I've been praying to Fr. Ciszek about this. If you haven't read his books, "With God in Russia" and "He Leadeth Me", well, DO!
I wouldn't have made it this far without him.
You are so very deeply loved. For every halting step you take towards him, like the prodigal son of scripture, remember the Father, who runs towards you while you were yet far off. His arms are open wide, and there are tears of joy in his eyes, and the sound of rich laughter, the sound of your beloved calling your name, the warmth of his voice as he runs to meet you. He loves you. You are his daughter, the jewel of his eye. As he embraces you, you are swept up in love, and you will forget everything else. You are loved. Don't forget it.
Warren
ultra ~stop it! You're making me cry!
I've still got you in my prayers, Adoro.
Generally when employers have an easy decision, the rejections come quickly.

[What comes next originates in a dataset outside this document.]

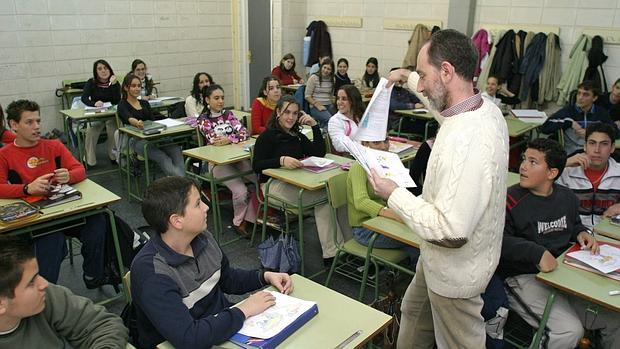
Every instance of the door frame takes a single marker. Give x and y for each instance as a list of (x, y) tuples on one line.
[(246, 89)]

Adoro: I have not and will not give up on you. Even if I hear you say you did not get the job. Don't give up on yourself.
I still have hope that you will get that 2nd interview.
Ray and Cathy, you are good friends. Thank you for your prayers.
I haven't given up on myself, not nearly, just hope for this particular job. But nothing is "mine", not this computer, not this house, not this blog. (As Cathy noted herself).
Still no word, not even a rejection letter.
God is helping me increase the virtue of patience, which is a virtue I really don't have.
I just wish I had a definitive answer.
You wrote:
"Slowly, I shed the remnants of my true nature in order to take on a persona that did not fit me. I wandered through law enforcement jobs, through firefighting, and finally all that training and experience culminated in my current position in which I'm using much of it, but the position has morphed and all I'm dealing with is numbers and mathematical absolutes. My worst subject. I have been in a hell of my own making for the last 5 years."
You just can't see the path, can you! (It's not a question.) Did you really read Walter Cizek? (That was a question.)
Let go.
You are very much in my prayers.
Hugs!
Terry ~
I pray to him all the time. I am in prison...that's what I've realized. I'm in prison, but unlike him, I deserve to be in prison.
Were it not for him, I would have been fired long ago and things would be worse. Someday I will thank him profusely for his intercession.
Please keep praying for me. I so need a new beginning, and I have nowhere to go. And everything to lose...but God.
Another author, Slawomir Biela, in my sidebar. "God Alone Suffices." Remind me of that when I am forced to resign and they forclose on my house and I declare bankruptcy.
Hang on - I actually regret that I did not.